TORONTO, ON--(Marketwired - October 26, 2017) -

THIS NEWS RELEASE IS NOT FOR DISTRIBUTION TO U.S. NEWSWIRE SERVICES FOR DISSEMINATION IN THE UNITED STATES

COBALTECH MINING INC. (TSX VENTURE: CSK) (the"Company"or"CobalTech"), is pleased to announce that the Information Circular and related proxy materials for the previously announced merger with First Cobalt Corporation ("First Cobalt") (TSX VENTURE: FCC) (OTC: FTSSF) have been mailed to shareholders. Under the terms of the Arrangement, CobalTech will receive 0.2632 of a First Cobalt common share for each CobalTech common share (a "CobalTech Share"), representing the equivalent of $0.20 per CobalTech Share.

Under the terms of the Arrangement, consent must be obtained from registered shareholders and voting material has been mailed for the vote scheduled for November 21st, 2017. Shareholders of record as of September 22, 2017 will be entitled to vote at the meeting.

The Arrangement has a number of benefits for CobalTech shareholders.

Benefits to CobalTech Shareholders:

  • Creates a leading pure-play cobalt exploration company with a portfolio of high quality exploration assets, 14 former producing mines and a mill facility in the Cobalt, Ontario mining camp.
  • Experienced management team based in Toronto, with a proven track record of discovery, development, and finance, and located in close proximity to the Cobalt Camp.
  • Increased scale of the combined company will enhance its capital markets profile, liquidity, provide greater access to capital across the exchanges and provides for rerating potential.
  • CobalTech will maintain a position in First Cobalt, allowing for upside participation as First Cobalt progresses with exploration programs.

Terms of the Arrangement

Under the terms of the Arrangement, CobalTech will receive 0.2632 of a First Cobalt common share for each CobalTech common share (a "CobalTech Share"), representing the equivalent of $0.20 per CobalTech Share as of the date of the announcement of the merger.

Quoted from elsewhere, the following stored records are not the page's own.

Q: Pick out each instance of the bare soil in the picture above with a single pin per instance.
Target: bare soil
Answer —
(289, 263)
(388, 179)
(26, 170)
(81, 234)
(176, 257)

Completion of the Arrangement is subject to a number of conditions, including approval by the shareholders of CobalTech and receipt of all required regulatory approvals, including the approval of the TSXV. The Arrangement cannot close until these conditions are satisfied and the required approvals are obtained.

ON BEHALF OF THE BOARD

(signed) "Bruce Bragagnolo"
Bruce Bragagnolo
Chief Executive Officer

About CobalTech

CobalTech Mining Inc. is a North American cobalt company with assets in Cobalt, Ontario, Canada in an area known for its geological setting responsible for unique mineralization composed of quartz-carbonate veins enriched in silver-cobalt-nickel-bismuth-arsenic.

Neither TSX Venture Exchange nor its Regulations Services Provider (as that term is defined in policies of the TSX Venture Exchange) accepts responsibility for the adequacy or accuracy of this release.

Cautionary Statement Regarding "Forward-Looking" Information

Some of the statements contained in this press release are forward-looking statements and information within the meaning of applicable securities laws. Forward-looking statements and information can be identified by the use of words such as "plans", "expects", "intends", "is expected", "potential", "suggests" or variations of such words or phrases, or statements that certain actions, events or results "may", "could", "should", "would", "might" or "will" be taken, occur or be achieved. Forward-looking statements and information are not historical facts and are subject to a number of risks and uncertainties beyond the Company's control. Actual results and developments are likely to differ, and may differ materially, from those expressed or implied by the forward-looking statements contained in this news release. Accordingly, readers should not place undue reliance on forward-looking statements. The Company undertakes no obligation to update publicly or otherwise revise any forward-looking statements, except as may be required by law.